The single currency edged closer to its highest level since late September, underpinned by growing confidence that the ECB will maintain a steady policy stance for an extended period, while the Fed edges closer to a more accommodative path.

At its most recent meeting, the ECB kept benchmark interest rates unchanged for the fourth consecutive time, reinforcing its view that current levels remain appropriate given prevailing economic conditions. Policymakers indicated that rates are likely to stay elevated for some time, pointing to the eurozone’s resilience in the face of U.S. trade tariffs and other global headwinds.

Recent macroeconomic indicators across the currency bloc have exceeded expectations, prompting the central bank to revise its growth outlook upward for a second time following a similar adjustment in September.
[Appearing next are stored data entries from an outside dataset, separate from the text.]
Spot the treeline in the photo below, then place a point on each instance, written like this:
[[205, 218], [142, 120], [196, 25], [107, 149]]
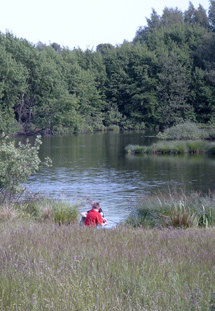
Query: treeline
[[164, 76]]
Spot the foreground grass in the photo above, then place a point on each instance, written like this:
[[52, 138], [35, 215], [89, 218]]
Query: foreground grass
[[52, 267]]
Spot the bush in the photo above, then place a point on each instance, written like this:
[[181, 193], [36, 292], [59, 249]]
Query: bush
[[16, 165], [185, 130]]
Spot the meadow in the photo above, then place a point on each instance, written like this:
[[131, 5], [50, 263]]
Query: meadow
[[46, 266]]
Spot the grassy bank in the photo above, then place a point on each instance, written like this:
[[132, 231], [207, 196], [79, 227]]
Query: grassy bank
[[51, 267], [174, 147], [174, 208]]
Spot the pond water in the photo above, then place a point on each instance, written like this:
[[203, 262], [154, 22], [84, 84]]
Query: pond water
[[90, 167]]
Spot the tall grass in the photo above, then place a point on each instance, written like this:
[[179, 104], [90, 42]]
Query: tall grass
[[42, 209], [185, 130], [173, 147], [174, 208], [49, 267]]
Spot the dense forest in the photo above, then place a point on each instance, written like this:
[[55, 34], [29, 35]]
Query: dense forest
[[164, 76]]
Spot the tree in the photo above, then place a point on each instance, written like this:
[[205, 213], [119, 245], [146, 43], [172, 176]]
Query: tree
[[16, 165], [211, 14], [173, 91]]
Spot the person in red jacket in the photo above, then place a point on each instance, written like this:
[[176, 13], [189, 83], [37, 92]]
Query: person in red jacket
[[94, 218]]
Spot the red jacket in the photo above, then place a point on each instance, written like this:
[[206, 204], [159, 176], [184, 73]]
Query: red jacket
[[93, 218]]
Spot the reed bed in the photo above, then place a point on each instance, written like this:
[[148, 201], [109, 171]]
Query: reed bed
[[173, 207], [174, 147], [51, 267]]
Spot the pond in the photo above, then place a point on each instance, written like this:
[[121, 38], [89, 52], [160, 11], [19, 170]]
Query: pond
[[95, 166]]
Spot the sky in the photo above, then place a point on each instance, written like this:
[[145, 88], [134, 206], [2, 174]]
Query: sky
[[81, 23]]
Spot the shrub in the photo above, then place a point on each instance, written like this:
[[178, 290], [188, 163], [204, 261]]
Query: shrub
[[16, 165]]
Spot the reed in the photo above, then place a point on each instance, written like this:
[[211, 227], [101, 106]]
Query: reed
[[173, 147], [173, 208], [49, 267], [186, 130], [43, 210]]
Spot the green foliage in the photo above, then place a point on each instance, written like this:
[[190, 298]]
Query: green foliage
[[16, 165], [50, 267], [57, 211], [184, 130], [174, 209], [210, 149], [163, 77], [173, 147]]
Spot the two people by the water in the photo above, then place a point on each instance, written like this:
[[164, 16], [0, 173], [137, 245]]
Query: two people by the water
[[94, 217]]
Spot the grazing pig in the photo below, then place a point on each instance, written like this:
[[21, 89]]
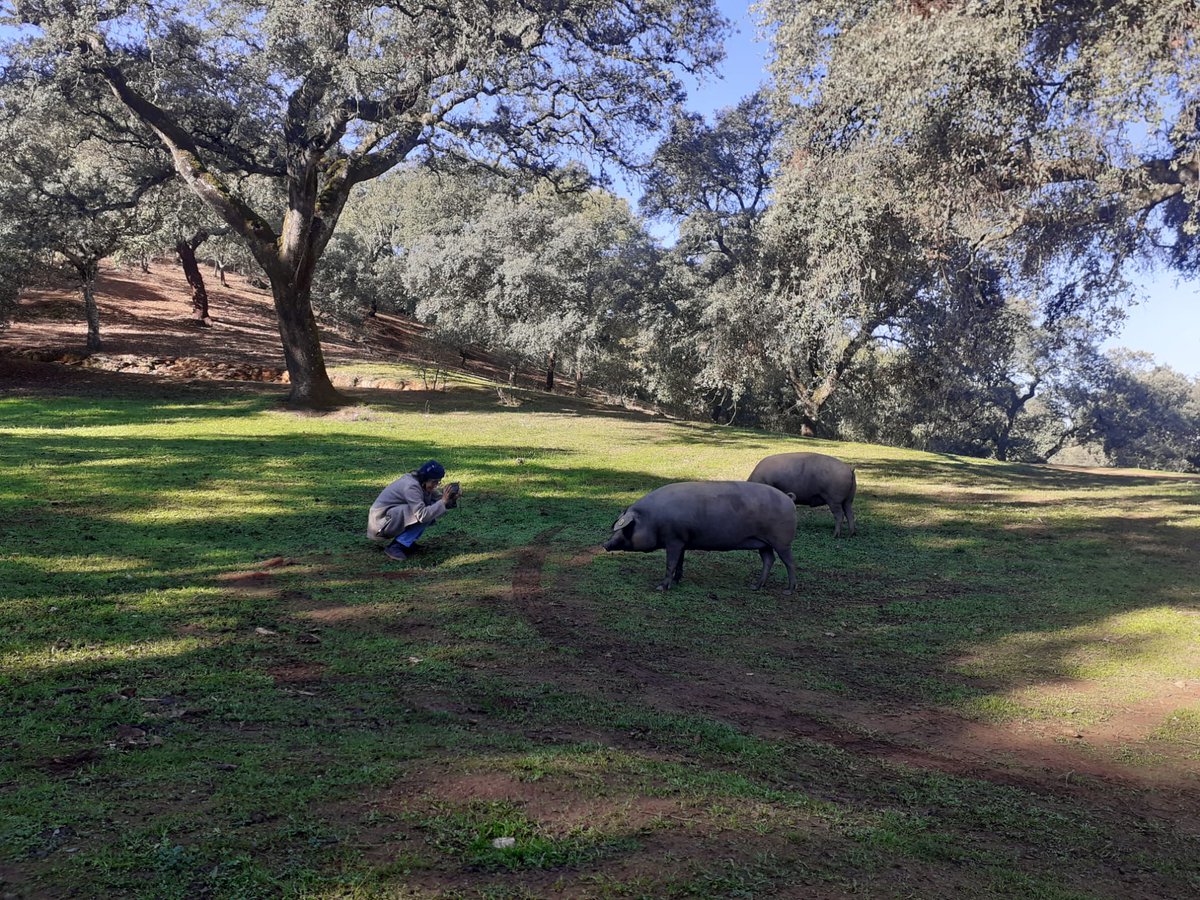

The ECB’s latest assessment reaffirmed confidence that inflation will converge sustainably toward its medium-term target.

Updated Eurosystem staff projections show headline inflation averaging 2.1% in 2025, easing to 1.9% in 2026 and 1.8% in 2027, before returning to 2.0% in 2028. Meanwhile, eurozone economic growth is now projected at 1.4% in 2025, an improvement from the earlier forecast of 1.2%, with inflation expected to remain broadly anchored around the 2% mark through the end of the forecast horizon.

In contrast, the outlook for U.S. monetary policy has softened following weaker-than-expected inflation readings, which have increased market expectations that the Federal Reserve could begin reducing borrowing costs next year.

The Fed implemented a widely anticipated 25-basis-point rate cut in December, bringing the federal funds target range to 3.50%–3.75%. The move weighed on the dollar, which slipped against major counterparts including the euro, Swiss franc, and Japanese yen.

Although the Federal Open Market Committee signalled a cautious approach to additional easing, investors continue to price in at least one further 25-basis-point cut in the first quarter of 2026. The Fed’s updated dot plot highlighted a broad divergence of views among policymakers, with the median projection pointing to one rate reduction next year but no clear consensus beyond that.

Speaking after the decision, Fed Chair Jerome Powell noted that following cumulative rate cuts of 75 basis points since September 2025 and 175 basis points since September 2024, policy settings are now within a broad range of estimates considered neutral. He added that the central bank is well positioned to pause and assess how economic conditions evolve, reinforcing expectations of a data-dependent path ahead.